Devant les noms de personnes, il est de règle que la préposition à ou de et l’article défini masculin ne se fondent pas en un seul mot : « Cyrano parle à Le Bret », « Promenez-vous dans les jardins de Le Nôtre ». En revanche, devant un nom de lieu ou un nom de journal, la fusion est obligatoire : « un article du Monde », « des vacances au Pyla » ; ou encore : « les ruelles du vieux Mans » (et non pas : du vieux Le Mans).
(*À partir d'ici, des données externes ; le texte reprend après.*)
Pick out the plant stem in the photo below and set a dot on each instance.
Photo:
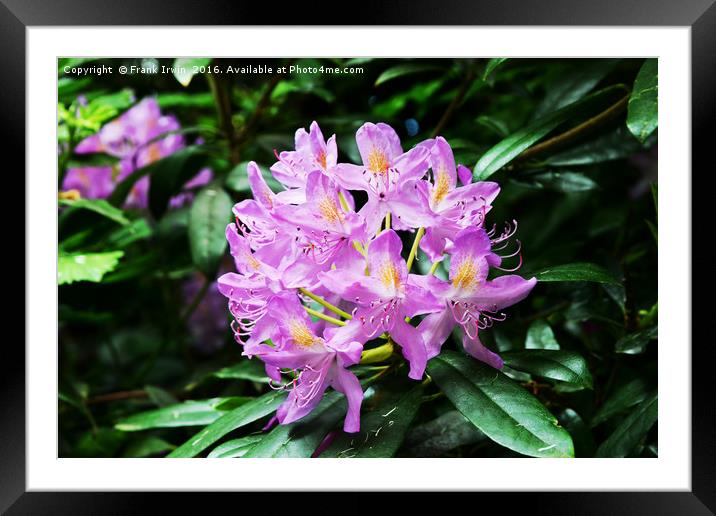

Or, en prenant le train, j’ai beaucoup entendu les contrôleurs de la SNCF – était-ce pour mieux se faire entendre ? – annoncer aux passagers qu’ils allaient entrer en gare « de Le Mans », et ajouter parfois : « Nous arrivons à Le Mans, terminus du train ! » Et quand, sur Internet, une petite annonce nous propose de prendre des cours de français dans la même ville du Mans, voici comment la chose nous est présentée : « Des lacunes en orthographe, en grammaire, en conjugaison ? Vous souhaitez apprendre le français et prendre des cours de français à Le Mans ? » Ce que nous aimerions savoir, c’est si la langue enseignée par un professeur particulier qui propose ses services en des termes pareils est encore du français.

Mais je pensais ne jamais devoir rencontrer le même phénomène dans un livre, ailleurs que dans les paroles d’un personnage. Je me trompais.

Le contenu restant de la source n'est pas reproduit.